Miscalibrated Internet Receptor Stalks
Miscalibrated Internet Receptor Stalks
Illustration for article titled When The Movie Is More Fun Than The Comics

Yesterday I saw Guardians of the Galaxy for the second time (in IMAX, natch). In the two weeks since I first saw the movie, I'd been reading up on the characters — Marvel had the entire Dan Abnett/Andy Lanning series on sale for $.99 an issue, and I'd already bought the first story arc some time ago though I hadn't read it. So it was pretty easy to get caught up with some of the material that James Gunn and Nicole Perlman had drawn on for the screenplay. And I enjoyed it quite a bit — I've always had a soft spot for Marvel's "cosmic" characters and space/future heroes, and Abnett and Lanning did a pretty good job of bringing a lot of them together in a consistent, satisfying fashion that mixed new stories with decades-old established continuity. (I also picked up the Star-Lord trade paperback, and let me tell you, that is some weird-ass shit right there. Someone should show those early b&w stories to Jodorowsky.)

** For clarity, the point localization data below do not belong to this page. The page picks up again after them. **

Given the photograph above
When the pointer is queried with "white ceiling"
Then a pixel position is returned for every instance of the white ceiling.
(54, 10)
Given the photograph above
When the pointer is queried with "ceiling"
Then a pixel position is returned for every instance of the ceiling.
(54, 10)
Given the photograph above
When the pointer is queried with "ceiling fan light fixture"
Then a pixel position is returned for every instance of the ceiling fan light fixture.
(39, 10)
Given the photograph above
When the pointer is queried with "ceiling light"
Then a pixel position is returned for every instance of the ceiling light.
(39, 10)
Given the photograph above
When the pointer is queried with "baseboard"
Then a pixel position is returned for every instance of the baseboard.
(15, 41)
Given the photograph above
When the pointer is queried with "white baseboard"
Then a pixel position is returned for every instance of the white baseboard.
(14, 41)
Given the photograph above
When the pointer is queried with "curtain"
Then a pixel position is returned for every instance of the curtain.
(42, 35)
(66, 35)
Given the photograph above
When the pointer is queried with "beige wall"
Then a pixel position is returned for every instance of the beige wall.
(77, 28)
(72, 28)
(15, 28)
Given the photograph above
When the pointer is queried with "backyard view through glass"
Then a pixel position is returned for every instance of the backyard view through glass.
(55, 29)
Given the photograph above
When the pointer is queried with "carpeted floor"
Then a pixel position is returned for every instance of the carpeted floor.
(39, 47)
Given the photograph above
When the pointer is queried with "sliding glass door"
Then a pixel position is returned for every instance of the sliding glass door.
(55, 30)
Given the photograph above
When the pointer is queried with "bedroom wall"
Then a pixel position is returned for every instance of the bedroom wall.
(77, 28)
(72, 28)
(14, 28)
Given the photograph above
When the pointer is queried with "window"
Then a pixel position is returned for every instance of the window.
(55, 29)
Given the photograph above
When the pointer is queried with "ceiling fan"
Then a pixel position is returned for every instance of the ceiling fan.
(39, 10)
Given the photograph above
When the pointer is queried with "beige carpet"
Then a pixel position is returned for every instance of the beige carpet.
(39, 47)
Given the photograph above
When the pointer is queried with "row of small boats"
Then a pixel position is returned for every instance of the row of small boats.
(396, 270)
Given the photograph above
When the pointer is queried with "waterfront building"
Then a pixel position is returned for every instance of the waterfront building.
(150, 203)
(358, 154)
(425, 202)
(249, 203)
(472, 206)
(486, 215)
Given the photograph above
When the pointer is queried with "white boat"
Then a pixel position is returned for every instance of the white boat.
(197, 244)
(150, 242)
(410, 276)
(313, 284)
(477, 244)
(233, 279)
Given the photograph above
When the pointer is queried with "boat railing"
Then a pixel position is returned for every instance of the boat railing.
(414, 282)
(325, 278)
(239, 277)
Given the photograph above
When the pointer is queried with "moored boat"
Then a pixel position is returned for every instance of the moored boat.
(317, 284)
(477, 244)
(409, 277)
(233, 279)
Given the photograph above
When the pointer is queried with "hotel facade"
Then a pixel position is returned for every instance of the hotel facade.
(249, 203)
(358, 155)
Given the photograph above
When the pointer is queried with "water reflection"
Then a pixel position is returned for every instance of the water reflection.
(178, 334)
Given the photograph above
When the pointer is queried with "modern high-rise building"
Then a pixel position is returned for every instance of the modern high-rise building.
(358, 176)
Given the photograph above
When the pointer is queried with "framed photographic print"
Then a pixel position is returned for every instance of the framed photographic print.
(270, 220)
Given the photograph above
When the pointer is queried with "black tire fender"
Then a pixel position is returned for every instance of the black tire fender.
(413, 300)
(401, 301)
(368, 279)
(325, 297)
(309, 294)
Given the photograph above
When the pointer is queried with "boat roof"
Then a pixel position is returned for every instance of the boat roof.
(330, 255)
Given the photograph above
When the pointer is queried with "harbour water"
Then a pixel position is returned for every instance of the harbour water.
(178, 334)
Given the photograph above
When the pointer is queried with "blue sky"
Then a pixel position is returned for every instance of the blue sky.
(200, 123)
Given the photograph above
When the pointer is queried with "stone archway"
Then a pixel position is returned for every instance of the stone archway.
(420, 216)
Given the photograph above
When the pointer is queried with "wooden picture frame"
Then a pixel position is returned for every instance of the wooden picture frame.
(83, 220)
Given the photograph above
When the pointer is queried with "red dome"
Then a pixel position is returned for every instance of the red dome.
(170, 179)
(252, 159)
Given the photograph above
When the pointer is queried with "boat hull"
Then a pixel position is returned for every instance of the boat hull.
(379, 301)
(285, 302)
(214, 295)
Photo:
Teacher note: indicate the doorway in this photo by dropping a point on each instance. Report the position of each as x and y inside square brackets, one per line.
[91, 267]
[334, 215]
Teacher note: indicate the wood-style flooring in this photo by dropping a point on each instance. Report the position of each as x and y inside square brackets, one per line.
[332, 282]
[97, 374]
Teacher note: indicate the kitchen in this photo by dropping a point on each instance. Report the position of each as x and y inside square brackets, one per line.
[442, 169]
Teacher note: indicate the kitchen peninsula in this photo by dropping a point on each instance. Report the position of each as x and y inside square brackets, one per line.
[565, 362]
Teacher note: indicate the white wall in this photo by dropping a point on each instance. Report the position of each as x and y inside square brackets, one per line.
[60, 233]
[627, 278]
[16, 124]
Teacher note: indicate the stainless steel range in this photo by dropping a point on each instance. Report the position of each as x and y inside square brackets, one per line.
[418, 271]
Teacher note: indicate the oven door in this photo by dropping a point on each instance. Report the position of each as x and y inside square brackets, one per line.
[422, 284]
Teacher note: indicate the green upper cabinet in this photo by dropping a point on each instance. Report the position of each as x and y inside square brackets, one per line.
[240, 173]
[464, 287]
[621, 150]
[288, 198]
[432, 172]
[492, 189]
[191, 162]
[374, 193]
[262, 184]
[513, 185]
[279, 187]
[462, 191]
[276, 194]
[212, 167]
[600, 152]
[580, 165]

But, to be honest, I enjoyed the movie a lot more. A whole lot. That's not a dig on the source material, it's just that I found the characters and the story in the movie to be a lot more engaging than their comic book counterparts. And I would describe myself as a dyed-in-the-wool fan who used to dread comic book adaptations. Even now, I don't always feel that the movies capture what I really like about the comics. I've enjoyed most of the X-Men movies for the most part, but I never really felt like they captured the weirdness, fun, or pathos of the classic Uncanny X-Men comics. I liked the first Thor and Captain America movies, but I thought the characters were far more interesting in The Avengers and the followup sequels.

Similarly, I've liked the Nolan Batman movies a lot — yes, even Rises — but I've never really been a fan of the regular Batman comics. There have been individual story arcs and graphic novels I've really liked, such as the Steve Englehart/Marshall Rogers run on Detective in the '70s, or Frank Miller and David Mazzuchelli's "Year One," or Alan Moore and Brian Bolland's The Killing Joke, but I've never really followed the character in his monthly books for any period of time. The qualities that make the character compelling in a movie — or the animated series, or the Arkham video games, for that matter — just don't work for me in the DC comics. Part of that, I suppose, is that he's freed from the burdens of continuity and can just be Batman, with no Robin, Nightwing, Batgirls, Justice League, etc. He's one of those characters who works better without a bigger universe, at least for me, which is one of the many reasons why I'm leery of BvS: Colons of Justice. (My proposed tagline: Justice Is Like Colons: IT FLOWS.)

So, what comics movies did you like better than the comics themselves? You can say Howard the Duck, it's cool.